The story that returns, or rather the moment in which the ghosts of their past decide to collect the bill that was contracted with them, is the backdrop to Moronga by Horacio Castellanos Moya (Rizzoli, pp. 334, euro 19, translation by Raul Schenardi) a Salvadoran author who chose to move to the United States to escape the threats received in his own country. It is in this reality that his stories stage the world of exiles, and of the survivors of the conflicts they took part in at home. Two former guerrillas from El Salvador find themselves in a small town in Wisconsin, both determined to build a new life, leave wounds and mourning behind, forget and be forgotten.
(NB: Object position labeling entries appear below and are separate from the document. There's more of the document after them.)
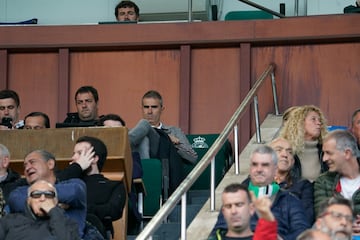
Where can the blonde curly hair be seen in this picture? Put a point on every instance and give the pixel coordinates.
(294, 130)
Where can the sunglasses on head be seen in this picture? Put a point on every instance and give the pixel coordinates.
(47, 194)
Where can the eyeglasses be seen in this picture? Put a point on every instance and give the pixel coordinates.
(130, 13)
(47, 194)
(338, 216)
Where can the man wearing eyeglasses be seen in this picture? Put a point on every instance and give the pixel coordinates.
(42, 219)
(336, 218)
(10, 110)
(342, 180)
(127, 11)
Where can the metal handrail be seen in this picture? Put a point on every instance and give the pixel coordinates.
(176, 196)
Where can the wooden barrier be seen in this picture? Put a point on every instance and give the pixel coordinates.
(60, 142)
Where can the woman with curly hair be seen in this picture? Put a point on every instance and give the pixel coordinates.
(305, 130)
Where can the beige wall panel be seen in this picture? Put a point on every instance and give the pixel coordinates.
(122, 78)
(34, 76)
(215, 88)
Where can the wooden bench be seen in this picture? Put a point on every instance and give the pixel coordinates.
(60, 142)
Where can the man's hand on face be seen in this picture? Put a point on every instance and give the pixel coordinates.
(86, 158)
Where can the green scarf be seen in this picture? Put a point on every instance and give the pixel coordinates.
(269, 190)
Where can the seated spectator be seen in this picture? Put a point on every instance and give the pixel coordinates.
(86, 101)
(42, 219)
(343, 178)
(355, 126)
(353, 9)
(36, 120)
(7, 176)
(105, 198)
(287, 180)
(10, 110)
(238, 205)
(40, 164)
(305, 130)
(127, 11)
(336, 218)
(287, 209)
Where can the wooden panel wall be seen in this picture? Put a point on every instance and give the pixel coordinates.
(203, 70)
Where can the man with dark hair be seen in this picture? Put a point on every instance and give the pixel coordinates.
(10, 110)
(355, 125)
(127, 11)
(86, 101)
(105, 198)
(7, 176)
(36, 120)
(111, 120)
(342, 180)
(287, 209)
(336, 218)
(42, 219)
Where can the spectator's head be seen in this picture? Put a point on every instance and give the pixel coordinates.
(86, 100)
(111, 120)
(36, 120)
(9, 105)
(39, 193)
(313, 234)
(355, 125)
(339, 150)
(127, 11)
(284, 152)
(336, 218)
(39, 164)
(152, 107)
(263, 165)
(287, 113)
(84, 143)
(4, 159)
(305, 123)
(237, 209)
The kidnapping of a little girl and a stranger who has set out on their trail will end up definitively undermining the serene patina of their new existences, revealing a horizon made of violence, where the drift of former comrades in struggle, the Maras network, the power of drug traffickers threaten to force them to start a new war, this time for simple survival.
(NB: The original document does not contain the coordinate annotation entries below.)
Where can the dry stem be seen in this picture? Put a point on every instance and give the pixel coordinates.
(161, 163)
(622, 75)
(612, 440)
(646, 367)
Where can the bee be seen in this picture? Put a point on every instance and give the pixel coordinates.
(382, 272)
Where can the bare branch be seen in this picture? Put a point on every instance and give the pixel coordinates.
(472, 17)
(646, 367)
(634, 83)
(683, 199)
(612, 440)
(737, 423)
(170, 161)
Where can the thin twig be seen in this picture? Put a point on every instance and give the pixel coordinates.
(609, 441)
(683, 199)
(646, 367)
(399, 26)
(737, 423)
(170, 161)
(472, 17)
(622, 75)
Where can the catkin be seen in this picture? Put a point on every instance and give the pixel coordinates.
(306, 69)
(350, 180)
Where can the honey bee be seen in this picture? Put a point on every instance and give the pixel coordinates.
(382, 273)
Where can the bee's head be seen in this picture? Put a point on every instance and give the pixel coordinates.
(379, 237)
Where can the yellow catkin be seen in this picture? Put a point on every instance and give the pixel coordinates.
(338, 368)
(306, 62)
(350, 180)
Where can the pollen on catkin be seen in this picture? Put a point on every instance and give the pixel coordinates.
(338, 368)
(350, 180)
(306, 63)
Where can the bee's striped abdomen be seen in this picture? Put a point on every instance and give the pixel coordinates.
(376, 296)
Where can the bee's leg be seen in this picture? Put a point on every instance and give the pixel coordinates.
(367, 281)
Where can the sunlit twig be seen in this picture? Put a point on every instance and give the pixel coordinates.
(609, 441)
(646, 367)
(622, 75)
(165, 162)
THE ECHO OF MEMORY which can become a threat also takes on more exquisitely narrative forms. This is the case of the writer Ahmet Ümit, refined protagonist of the Turkish detective story, who with Our love is an old novel (Scriturapura, pp. 228, euro 18, translation by Nicola Verderame) builds a literary yellow that starts from the murder of a wealthy bibliophile in Istanbul’s Pera Palas by a woman who looks nothing less than Agatha Christie.

Commissioner Nevzat, the (unwillingly) undisputed hero of Ümit’s stories and former star of New Year in Istanbul (Scriturapura, 2021) where the police investigation joins the social one, between the echoes of the Gezi Park affair and the weight of building speculation in the metropolis overlooking the Bosphorus, will have to deal with the ghosts that seem to take shape from books as with far more concrete and dangerous threats. Ultimately, for him as for Ümit himself, the real risk lies not so much in failing to complete an investigation, as in wasting that opportunity that has been granted to us to really understand who we are dealing with: «A murder investigation it does not consist only in the search for the murderer. And it’s not even regarding solving a complex mathematical problem, in which numbers are people and operations are facts. It is rather the effort to fully understand the human being, the commitment to find a right way of life”.